Métastases révélatrices
Les métastases sont synchrones dans 20 % des cas, dans l’ordre décroissant : poumons (75%), tissus mous (36%), os (20%), foie (18%), peau (8%), SNC (8%).
Examen clinique
L'examen est orienté vers la fosse lombaire, les aires ganglionnaires et la recherche de signes de compression veineuse. L'examen clinique permet d'apprécier les capacités physiques du patient et d'opposer plusieurs formes cliniques.
Formes cliniques selon l'âge du patient : Une tumeur découverte chez un patient de moins de 50 ans doit faire envisager une origine familiale. En présence d'autres lésions caractéristiques un avis génétique doit être proposé à la recherche d'une maladie de von Hippel-Lindau.
Formes cliniques selon l'état du patient
- Lors d'une grossesse, si la tumeur du rein est découverte en début, après avoir éliminé un angiomyolipome, un avortement thérapeutique peut être discuté. Découverte en fin de grossesse, le bilan d'extension sera réalisé après l'accouchement.

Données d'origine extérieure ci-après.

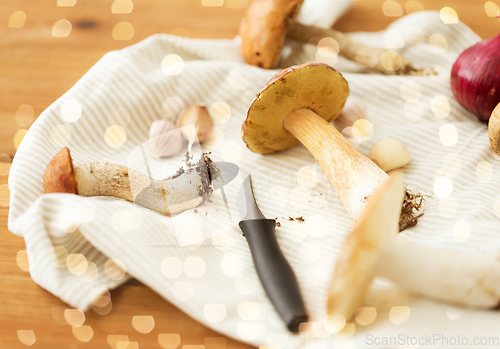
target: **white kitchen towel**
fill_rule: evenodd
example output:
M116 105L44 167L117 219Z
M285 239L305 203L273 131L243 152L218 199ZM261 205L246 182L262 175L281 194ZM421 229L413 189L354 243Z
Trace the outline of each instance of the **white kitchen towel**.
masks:
M331 50L295 42L288 43L281 66L319 60L343 73L373 125L373 135L358 146L364 154L381 138L405 142L412 155L403 169L405 181L429 197L425 215L403 238L429 248L495 248L499 159L486 126L457 103L449 87L453 62L480 38L461 22L443 23L436 12L415 13L382 32L352 37L397 49L439 75L360 73ZM238 38L154 35L106 54L40 115L12 164L9 229L26 241L35 282L74 307L106 313L106 290L134 277L201 323L256 346L414 348L415 340L430 336L442 340L433 347L453 347L457 336L469 344L475 337L498 336L496 311L419 298L382 280L374 283L364 315L340 332L325 324L327 288L352 220L303 146L259 155L240 138L251 99L277 72L244 64ZM148 140L154 120L175 118L194 103L206 104L215 119L205 143L213 159L240 167L225 187L225 212L214 213L206 203L169 218L120 200L42 195L44 170L62 146L70 148L75 166L104 160L127 165L129 153ZM234 202L247 174L262 212L281 223L278 240L313 322L301 335L287 332L279 320L237 227ZM207 227L210 238L181 246L179 232L196 235Z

- Chez le patient dialysé Nephron. 1984 ;38(2):93-9 : après 3 ans de dialyse, le risque de développer une dysplasie multikystique est de 80%. L’incidence du cancer du rein varie de 20 à 33%. Cela souligne l'intérêt de la surveillance échographique des dialysés après 3 ans de dialyse. Les tumeurs découvertes sont de petit volume, fortuites dans 90 % des cas et le plus souvent tubulo-papillaires avec cristaux d’oxalate de calcium sinon architecture acineuse, micro ou macrokystique et cribriforme, multifocales (50%) et bilatérales (20%) Immunohistochimie  : CK7-, P504S+, CD10+ Cytogénétique  : Gains 3, 7, 16, 17, Y. Les gains en 3, 16 et Y permettraient de les différencier des carcinomes papillaires sous type 2 Evolution  : Favorable sauf si composante sarcomatoïde ou rhabdoïde . NB : les kystes dans ce contexte ont un revêtement cubique ou aplati, parfois cylindrique à cytoplasme clair, granuleux ou éosinophile, qui peut parfois proliférer avec pseudostratification +/- atypies (13). Images histologiques : #0, cristaux d’oxalate de calcium
- Tumeurs sur rein unique ou tumeurs bilatérales
Le cancer bilatéral du rein se développe de façon synchrone dans 2 % des cas. Le traitement repose sur la chirurgie conservatrice ou élargie.
- Autres formes cliniques
Il s'agit de l'hématome spontané rétropéritonéal et, en dehors d'une rupture d'anévrisme de l'aorte sous-rénale, le cancer du rein doit être recherché. La fréquence de cancer du rein dans ce cas est inférieure à 1%
Techniques d'imagerie (14 ;15)
L'échographie et la tomodensitométrie sont à l'origine de la découverte de la majorité des tumeurs du rein. La forme typique du cancer du rein de l'adulte ne pose pas de problème diagnostique grâce à la tomodensitométrie qui est la technique d'imagerie de référence. Les formes de petite taille (inférieure à 3 cm) et atypiques posent des difficultés de caractérisation en imagerie.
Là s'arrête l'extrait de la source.